Aimer même nos ennemis : Le chemin de la Croix

Une réflexion pour le dimanche des Rameaux

Il y a deux lectures de l’Évangile pour ce dimanche, dimanche des Rameaux. D’abord, l’entrée triomphale de Jésus à Jérusalem (Matthieu 21,1-11). Cette Évangile est proclamée lors de la bénédiction des rameaux, qui nous unit aux foules qui ont crié « Hosanna ! » et ont acclamé Jésus comme leur roi, « Celui qui vient au nom du Seigneur » ! La deuxième lecture de l’Évangile est celle de la Passion selon Saint Matthieu (26,14-27,66).

Il n’est pas difficile à voir le contraste saisissant entre l’entrée de Jésus à Jérusalem et Sa souffrance et Sa mort dans la même ville quelques jours plus tard. Les mêmes foules qui ont proclamé Jésus comme leur roi, le Messie, le « Fils de David », Le mettront à mort sous l’accusation d’être « Roi des Juifs ». Les mêmes voix qui ont crié « Hosanna » hurleront « Crucifiez-Le ! » et verront leurs paroles réalisées.

Nous, nous voyons le contraste perturbant comme des gens qui voient la situation dans son ensemble. Nous voyons tout l’événement comme il s’est passé dans son intégralité, comme il s’est déroulé dans les pages de l’Évangile. Mais qu’en est-il pour Jésus ?

A-t-Il pensé que tout serait facile lorsqu’Il est entré à Jérusalem ? S’est-Il trompé en pensant que l’admiration du dimanche des Rameaux aboutirait dans un règne glorieux, qu’Il serait élevé sur les épaules de Ses admirateurs ? Est-ce que Jésus a été dupé par la jubilation des foules qui L’ont accueilli ?

Jésus entre à Jérusalem sûr de Sa mort. Non pas seulement qu’Il mourra, mais qu’Il sera trahi, qu’Il sera rejeté, qu’Il souffrira terriblement, et qu’Il sera tué. En effet, Jésus annonce Sa souffrance et Sa mort encore et encore dans l’Évangile. Il dit à Ses disciples : « Il faut que le Fils de l’homme souffre beaucoup, qu’il soit rejeté par les anciens, les grands prêtres et les scribes, qu’il soit tué… » (Mc 8,31 ; Lc 9,22 ; cf. Mt 17,22). Il les avertit sévèrement : « Ouvrez bien vos oreilles à ce que je vous dis maintenant : le Fils de l’homme va être livré aux mains des hommes » (Lc 9,44 ; cf. Mt 17,23).

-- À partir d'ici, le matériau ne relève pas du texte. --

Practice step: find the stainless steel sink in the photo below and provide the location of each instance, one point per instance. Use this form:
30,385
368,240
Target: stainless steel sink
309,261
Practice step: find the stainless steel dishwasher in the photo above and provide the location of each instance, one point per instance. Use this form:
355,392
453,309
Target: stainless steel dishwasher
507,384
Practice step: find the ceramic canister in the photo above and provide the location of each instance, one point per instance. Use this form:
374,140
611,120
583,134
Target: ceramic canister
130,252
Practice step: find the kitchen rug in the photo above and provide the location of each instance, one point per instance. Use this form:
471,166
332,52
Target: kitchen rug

Alors pourquoi est-ce que Jésus leur permet-il de L’accueillir de cette façon ? Il n’a pas cessé de critiquer l’hypocrisie des Pharisiens, alors pourquoi ne pas réprimander l’hypocrisie de la foule – qui L’applaudit aujourd’hui mais qui L’abandonnera demain ? D’un côté, ce que la foule proclame est véridique. Jésus est véritablement celui pour qui ils ont attendu : le Messie, le roi, le Fils de David ! Leurs cris de joie ne sont pas vains : « Hosanna ! Hosanna au plus haut des cieux ! Béni soit celui qui vient au nom du Seigneur ! » Personne ne peut les prendre en défaut pour ne pas avoir dit la vérité !

En même temps, sous l’influence des grands prêtres, les anciens et les scribes, ils s’éloigneront de Lui, comme les disciples, L’abandonnant à l’agonie de la Croix. Pourquoi Jésus n’a-t-il pas protesté contre eux ? « Malheur à vous, hypocrites ! Ne savez-vous pas que Je viens pour mourir ? ». En fait, Jésus n’a pas protesté contre eux parce qu’Il sait qu’Il est venu mourir pour eux. Il n’a pas eu besoin de leur amour, là n’était pas la raison de Son silence, c’était plutôt Son amour pour eux.

Nous voyons dans ces deux lectures de l’Évangile l’exemple par excellence de l’enseignement de Jésus : « Aimez vos ennemis, faites du bien à ceux qui vous haïssent » (Lc 6,27 ; cf. Mt 5,44). Souvent nous pouvons penser que nous n’avons pas beaucoup de véritables ennemis dans notre vie. Il peut être difficile de trouver des personnes que nous haïssons vraiment. Plus souvent, c’est plutôt la tiédeur de nos proches qui nous blesse le plus. C’est quand les personnes que nous aimons sont silencieuses que nous souffrons le plus. C’est quand nos proches s’éloignent de nous que nous nous sentons le plus abandonnés. Parfois cet abandon est définitif, pour toujours. Parfois c’est de façon simple, dans le quotidien. Cependant, nous pouvons être blessés quand même.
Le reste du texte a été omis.